Are you interested in social, ethical, political or legal issues concerning digital citizenship and the digitalization of the public sector?

CEDIC is an Excellent Academic Environment at OsloMet with the mission to produce groundbreaking research, provide training and advancement of mid- and early-stage researchers, and provide a fertile student environment for PhD and MA students. MA students who work on projects for CEDIC will be members of and participate in a multidisciplinary research team.

Background

The welfare state is undergoing an unprecedented structural transformation with increasing digitization of public services. These technological transformations have the potential to relocate life chances in ways that are likely to be asymmetrical in terms of who are able to benefit from them, raising concerns of access, de-humanization, effectiveness, equity, service provision and precision.

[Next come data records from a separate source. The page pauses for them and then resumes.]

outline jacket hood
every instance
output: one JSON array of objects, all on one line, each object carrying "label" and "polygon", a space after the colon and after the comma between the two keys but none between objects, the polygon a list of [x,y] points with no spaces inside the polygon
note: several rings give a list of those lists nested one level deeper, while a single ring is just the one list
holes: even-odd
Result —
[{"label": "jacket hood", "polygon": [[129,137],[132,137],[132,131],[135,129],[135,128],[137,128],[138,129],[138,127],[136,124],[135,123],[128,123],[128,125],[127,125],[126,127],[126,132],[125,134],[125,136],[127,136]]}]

CEDIC aims to produce new knowledge about how the digitalization of public services impact different groups, such as the elderly, ethnic minority groups, persons with disabilities, and claimants and beneficiaries of means-tested social assistance. We combine sociological, psychological, philosophical, technical, legal and human rights perspectives, and are interested in how the provision of digital social services across the different welfare regimes of Europe.

Project description

The Web Accessibility Directive was adopted by the European Union in 2016.  The directive provides persons with disabilities with better access to websites and mobile apps of public services. It took more than a decade to negotiate the content of the directive. What was the original position of the Commission and how did the negotiations influence on the final directive?

Possible data sources

Policy documents and position papers from the Commission services, the European Parliament, stakeholders such as Business Europe and the European Disability Forum, and the member states. Expert or stakeholder interviews are also relevant data sources.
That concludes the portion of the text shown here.